Silence rang all around me as I sat back, alone. I stared out the small window as the silver moonlight shined into my bedroom, brightening the picture I had pushed down in my anger. I tore my gaze away, tears rushing down my cheeks without my permission. I clutched a soft pillow against my chest as I sobbed, my life changing in front of me. I saw our memories flash before my eyes and I tightly closed them, my heart twisting. What happened?
Why now? I couldn’t shut off my mind as it raced with too many unanswered questions. I felt my world crashing down, shattering. Pain racked my body, the blood in my veins running painstakingly fast. This day was supposed to be perfect, but instead of beauty I am now left with this miserable heartbreak. I’m left with not knowing.

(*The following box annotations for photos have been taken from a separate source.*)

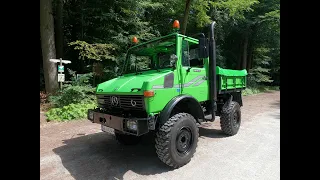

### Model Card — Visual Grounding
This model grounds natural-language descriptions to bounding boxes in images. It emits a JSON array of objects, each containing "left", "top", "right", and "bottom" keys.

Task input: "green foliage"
[
  {"left": 52, "top": 0, "right": 280, "bottom": 88},
  {"left": 49, "top": 69, "right": 96, "bottom": 107},
  {"left": 46, "top": 103, "right": 96, "bottom": 121},
  {"left": 49, "top": 85, "right": 95, "bottom": 107},
  {"left": 210, "top": 0, "right": 259, "bottom": 19},
  {"left": 69, "top": 41, "right": 116, "bottom": 61}
]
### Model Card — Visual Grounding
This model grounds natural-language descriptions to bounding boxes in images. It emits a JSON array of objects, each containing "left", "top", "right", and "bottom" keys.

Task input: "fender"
[{"left": 159, "top": 95, "right": 204, "bottom": 124}]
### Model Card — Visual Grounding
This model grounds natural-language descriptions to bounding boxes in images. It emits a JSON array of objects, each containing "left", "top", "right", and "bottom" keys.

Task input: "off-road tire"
[
  {"left": 220, "top": 101, "right": 241, "bottom": 136},
  {"left": 155, "top": 113, "right": 199, "bottom": 168},
  {"left": 114, "top": 131, "right": 141, "bottom": 145}
]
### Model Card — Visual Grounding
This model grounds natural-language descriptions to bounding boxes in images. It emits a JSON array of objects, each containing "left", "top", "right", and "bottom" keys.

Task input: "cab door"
[{"left": 181, "top": 39, "right": 209, "bottom": 101}]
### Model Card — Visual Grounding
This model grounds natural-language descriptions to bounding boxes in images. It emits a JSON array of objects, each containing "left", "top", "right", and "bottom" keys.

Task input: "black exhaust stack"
[{"left": 209, "top": 21, "right": 217, "bottom": 121}]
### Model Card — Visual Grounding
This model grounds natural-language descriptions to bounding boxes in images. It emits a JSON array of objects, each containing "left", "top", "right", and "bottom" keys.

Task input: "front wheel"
[
  {"left": 220, "top": 101, "right": 241, "bottom": 136},
  {"left": 155, "top": 113, "right": 199, "bottom": 168}
]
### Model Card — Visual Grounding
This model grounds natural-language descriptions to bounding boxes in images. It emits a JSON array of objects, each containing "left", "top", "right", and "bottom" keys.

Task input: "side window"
[
  {"left": 182, "top": 40, "right": 190, "bottom": 67},
  {"left": 182, "top": 40, "right": 203, "bottom": 68}
]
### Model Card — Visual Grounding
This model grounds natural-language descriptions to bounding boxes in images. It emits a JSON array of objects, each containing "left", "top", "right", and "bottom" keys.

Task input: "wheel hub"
[
  {"left": 176, "top": 127, "right": 193, "bottom": 154},
  {"left": 233, "top": 112, "right": 240, "bottom": 128}
]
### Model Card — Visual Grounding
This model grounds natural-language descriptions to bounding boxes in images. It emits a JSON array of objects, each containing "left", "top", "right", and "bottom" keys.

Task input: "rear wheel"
[
  {"left": 220, "top": 101, "right": 241, "bottom": 136},
  {"left": 114, "top": 131, "right": 141, "bottom": 145},
  {"left": 155, "top": 113, "right": 199, "bottom": 168}
]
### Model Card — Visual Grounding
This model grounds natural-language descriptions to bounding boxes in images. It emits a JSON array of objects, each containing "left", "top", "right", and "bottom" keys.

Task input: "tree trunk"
[
  {"left": 241, "top": 33, "right": 249, "bottom": 69},
  {"left": 236, "top": 40, "right": 242, "bottom": 69},
  {"left": 246, "top": 42, "right": 253, "bottom": 72},
  {"left": 55, "top": 0, "right": 63, "bottom": 58},
  {"left": 40, "top": 0, "right": 58, "bottom": 93},
  {"left": 181, "top": 0, "right": 191, "bottom": 34}
]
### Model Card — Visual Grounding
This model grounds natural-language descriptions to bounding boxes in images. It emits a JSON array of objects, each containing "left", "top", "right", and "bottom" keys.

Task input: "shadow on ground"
[
  {"left": 271, "top": 101, "right": 280, "bottom": 108},
  {"left": 53, "top": 127, "right": 225, "bottom": 180}
]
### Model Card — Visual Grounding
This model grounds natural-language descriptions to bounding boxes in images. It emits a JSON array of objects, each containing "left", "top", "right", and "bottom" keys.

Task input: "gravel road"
[{"left": 40, "top": 91, "right": 280, "bottom": 180}]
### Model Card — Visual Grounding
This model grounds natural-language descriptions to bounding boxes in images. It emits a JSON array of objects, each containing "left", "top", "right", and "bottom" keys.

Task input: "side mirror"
[
  {"left": 199, "top": 37, "right": 209, "bottom": 59},
  {"left": 170, "top": 54, "right": 178, "bottom": 67},
  {"left": 114, "top": 66, "right": 119, "bottom": 74}
]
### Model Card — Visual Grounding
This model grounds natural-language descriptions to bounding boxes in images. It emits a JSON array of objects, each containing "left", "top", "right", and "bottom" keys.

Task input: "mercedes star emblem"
[
  {"left": 110, "top": 96, "right": 119, "bottom": 106},
  {"left": 131, "top": 99, "right": 137, "bottom": 107}
]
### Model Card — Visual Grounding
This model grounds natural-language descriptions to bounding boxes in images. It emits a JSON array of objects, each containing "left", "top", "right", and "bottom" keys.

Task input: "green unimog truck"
[{"left": 88, "top": 21, "right": 247, "bottom": 168}]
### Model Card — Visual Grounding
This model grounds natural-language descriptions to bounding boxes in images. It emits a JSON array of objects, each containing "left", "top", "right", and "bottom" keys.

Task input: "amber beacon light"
[
  {"left": 172, "top": 20, "right": 180, "bottom": 29},
  {"left": 132, "top": 36, "right": 138, "bottom": 44}
]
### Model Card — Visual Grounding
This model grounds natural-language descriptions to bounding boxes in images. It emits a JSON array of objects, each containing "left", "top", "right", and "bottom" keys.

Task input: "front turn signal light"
[{"left": 143, "top": 91, "right": 154, "bottom": 97}]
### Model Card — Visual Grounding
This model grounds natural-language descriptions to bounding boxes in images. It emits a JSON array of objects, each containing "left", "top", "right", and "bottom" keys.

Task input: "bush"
[
  {"left": 49, "top": 85, "right": 95, "bottom": 107},
  {"left": 49, "top": 69, "right": 96, "bottom": 108},
  {"left": 46, "top": 103, "right": 96, "bottom": 121}
]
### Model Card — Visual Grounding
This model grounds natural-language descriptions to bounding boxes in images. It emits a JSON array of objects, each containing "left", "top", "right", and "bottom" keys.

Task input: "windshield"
[{"left": 122, "top": 36, "right": 176, "bottom": 74}]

I shakily stood up and walked to my dresser, picking up the picture of us. I ran my index finger along him, gasping for breath as I gazed at us. At how happy we were. Our smiles were bright; the way he was looking at me had a small glimmer of hope. His hand was resting lightly on my leg, the other carelessly thrown behind me. We were facing each other, laughing as we talked.
It was beautiful.
I pressed the picture to my heart for a few moments, feeling the cold frame against my skin before yanking open the first drawer I touched and tossing it in, slamming it closed. I couldn’t do it. I let my gaze roam my room, searching for any evidence of him ever being there.
After a few minutes of looking I gave up, blinded by the memories that happened in here. Blinded by the way he’d talk, the way he’d causally lay on my bed like it was his. The way I’d let him go through my things when he was looking for something. I leaned back against my dresser, my breathing ragged as I remembered.
I slid to the floor, burying my face against my knees as I was racked by more sobs. I was racked by anger, love, hatred—everything I was feeling came at me all at once and I let it. I felt worthless, useless. Nobody could care. This just proves it.
I gave up everything to be with him, and he leaves me hanging. He never thought one single thought about me otherwise this wouldn’t have happened. He should have let everyone slip into his mind. Why didn’t he?
I cried the night away, the moonlight changing into predawn. A new day quickly came charging at us, leaving the sorrow filled one behind. I sighed as I glanced at my clock, surprised at how early it still was. I caught sight of myself in the mirror and shivered at how I looked. I quickly turned away, knowing I shouldn’t care. That I should just be able to pick myself back up except I can’t.